Cameras can be divided into two classes. DSLRs with interchangeable lenses are large, heavy cameras with many capabilities, and compact point-and-shoot cameras that are easy to use, lightweight, but limited in shooting parameters, since their lens cannot be changed.

Any camera is designed the same: body, lens, viewfinder, shutter, aperture, matrix, built-in or external flash and controls – levers, buttons, wheels. We pick up the camera to take a photo. Have you noticed that if you hold the camera for a long time, your hands begin to tremble a little from tension and when we press the shutter button, the frame turns out “blurred”?

To prevent this from happening, it is better to install the camera on a tripod, and if you don’t have one, lean your elbow on some kind of support.

Getting to know your digital camera

Getting to know your digital camera


The photographs show a clear example of a normal and “blurred” frame

And here we have a flower arrangement. We must convey her image in the photograph as accurately as possible. In order for the photo to be natural, not too dark or overexposed, you need to set the exposure correctly.

Exposure
– this is the ratio of shutter speed (the time during which light hits the photosensitive element – the matrix) and the degree of opening of the aperture. By adjusting the amount of light, you can get an image with the maximum amount of detail and halftones.

Aperture
– this is a device that limits the beam of light passing through the lens and regulates the depth of field and sensitivity of the matrix.

Getting to know your digital camera

Getting to know your digital camera


All photos show the same flower arrangement. The top photo clearly shows a good, high-quality frame. The middle one illustrates underexposed and the last one illustrates overexposed frames.

We see a flower arrangement that is too light. In other words, details have disappeared on its light parts. Why did this happen? Because the camera perceives any object as, so to speak, medium gray. In order for light objects to remain light in the image, and dark objects to remain dark, you need to make exposure compensation – add or decrease the amount of light falling on the matrix compared to how the camera measured it. To do this, most cameras have a special button and a wheel with “+” and “-” marks and divisions showing by what amount the exposure can be changed.

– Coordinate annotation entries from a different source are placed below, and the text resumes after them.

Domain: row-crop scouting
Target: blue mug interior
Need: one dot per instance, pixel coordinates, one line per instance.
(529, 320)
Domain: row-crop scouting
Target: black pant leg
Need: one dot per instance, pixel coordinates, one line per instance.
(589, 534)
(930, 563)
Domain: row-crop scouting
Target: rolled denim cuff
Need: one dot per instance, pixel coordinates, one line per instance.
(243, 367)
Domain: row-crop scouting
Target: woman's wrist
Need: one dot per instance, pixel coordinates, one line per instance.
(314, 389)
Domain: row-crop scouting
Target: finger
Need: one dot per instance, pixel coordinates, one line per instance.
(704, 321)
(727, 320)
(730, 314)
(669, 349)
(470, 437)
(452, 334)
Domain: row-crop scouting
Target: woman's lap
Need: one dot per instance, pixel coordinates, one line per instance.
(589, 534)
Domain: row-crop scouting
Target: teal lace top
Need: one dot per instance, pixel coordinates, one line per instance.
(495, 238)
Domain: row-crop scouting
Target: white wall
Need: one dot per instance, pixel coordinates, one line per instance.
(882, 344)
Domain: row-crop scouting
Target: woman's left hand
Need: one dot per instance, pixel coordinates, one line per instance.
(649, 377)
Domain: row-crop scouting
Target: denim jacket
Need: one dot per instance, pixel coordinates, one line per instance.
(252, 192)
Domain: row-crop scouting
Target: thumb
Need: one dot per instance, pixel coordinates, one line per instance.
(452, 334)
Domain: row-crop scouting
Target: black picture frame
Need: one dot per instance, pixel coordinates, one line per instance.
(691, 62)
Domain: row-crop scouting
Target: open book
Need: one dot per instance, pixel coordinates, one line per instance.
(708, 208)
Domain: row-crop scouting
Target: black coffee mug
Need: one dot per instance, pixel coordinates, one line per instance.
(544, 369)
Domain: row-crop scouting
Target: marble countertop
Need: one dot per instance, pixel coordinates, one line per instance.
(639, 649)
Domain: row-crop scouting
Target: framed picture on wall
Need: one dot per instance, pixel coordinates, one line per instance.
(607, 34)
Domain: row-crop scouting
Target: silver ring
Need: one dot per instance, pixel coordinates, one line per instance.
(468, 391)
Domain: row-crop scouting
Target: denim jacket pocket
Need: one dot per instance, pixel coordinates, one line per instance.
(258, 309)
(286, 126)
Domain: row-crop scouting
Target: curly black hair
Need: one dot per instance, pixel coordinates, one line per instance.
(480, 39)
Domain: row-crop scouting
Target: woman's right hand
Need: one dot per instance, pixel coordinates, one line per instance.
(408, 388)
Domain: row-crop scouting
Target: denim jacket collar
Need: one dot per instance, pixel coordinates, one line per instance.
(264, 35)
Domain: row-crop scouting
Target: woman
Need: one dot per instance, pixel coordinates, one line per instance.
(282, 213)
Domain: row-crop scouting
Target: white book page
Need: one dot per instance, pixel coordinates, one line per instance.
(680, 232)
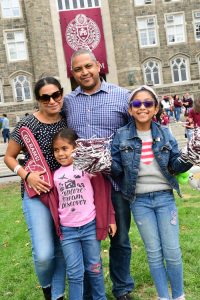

If your camera does not have such a function, you can do exposure compensation yourself. To do this, you need to point the camera at some gray object located at the same distance from the camera as the composition. Next, you need to press the shutter button halfway and, without releasing it, point the lens at the subject you are shooting and press the shutter button all the way.

In order for the picture to be not only correctly exposed, but also of the best quality, bright, with all the details, you need to use a low sensitivity of the matrix, as mentioned above. You need to remember this characteristic of the matrix, since the lower the sensitivity, the higher the image quality. The sensitivity of the matrix is ​​set in the camera menu and is indicated by the letters ISO. It has values ​​from 50 to 3200. For modern SLR cameras, the optimal sensitivity can be considered 200-400 ISO, for compact cameras – 100-200 ISO.

Here are a few simple rules that will help you take good pictures as a souvenir. And in the next article we will talk about how to correctly build perspective, avoid “noise”, distortion and other problems.

Author of the article Alexey Popov.

Floristry: Irina Rogovtseva (“Royal Orchids”).